M&A boom creates opportunities for US small caps in 2013 – Royce Associates
Legg Mason subsidiary Royce Associates says there is an opportunity for US small cap investors because strong corporate balance sheets have raised the prospects for M&A activity.
Bill Hench (pictured), manager of the Legg Mason Royce US Small Cap Opportunity Fund, said M&A transactions in his fund were at a good premium in 2012 – reaching 40% on the latest deal – something that will remain a key performance driver in 2013.
“We saw more than a dozen takeovers in the fund last year – it is easy for companies to do deals because many targets have good balance sheets themselves, so you are no longer taking on a project that needs to be turned around.”.
“In many instances, target companies are getting a nice slug of cash with the acquisition and so the starting point is much better than in the last cycle.
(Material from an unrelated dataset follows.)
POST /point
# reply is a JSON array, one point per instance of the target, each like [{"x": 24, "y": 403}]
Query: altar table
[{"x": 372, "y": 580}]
Good acquisitions are out there and it is not just big companies buying small ones, there are a lot of strategic actions going on where smaller names are combining.”
Hench is also positioning for a housing recovery throughout 2012.
“We felt the recovery was a case of when not if, with under-building after a period of prolonged overbuilding. We did not have enough inventory, but financing has now come back and we seem to be in a normal recovery.”
Hench said natural gas is the most exciting story in the US, with the potential industrial renaissance driven by cheap energy expected to be positive for small caps. Royce has been playing this theme through equipment makers as well as certain exploration and production names.
“In our experience, the best play has generally been those supplying the companies with the best cashflow, and the best cashflow seems to be those people extracting the gas,” Hench adds.
Hench expects to continue adding consumer names, and said industrials look reasonably valued. He also predicts further consolidation in the financial sector.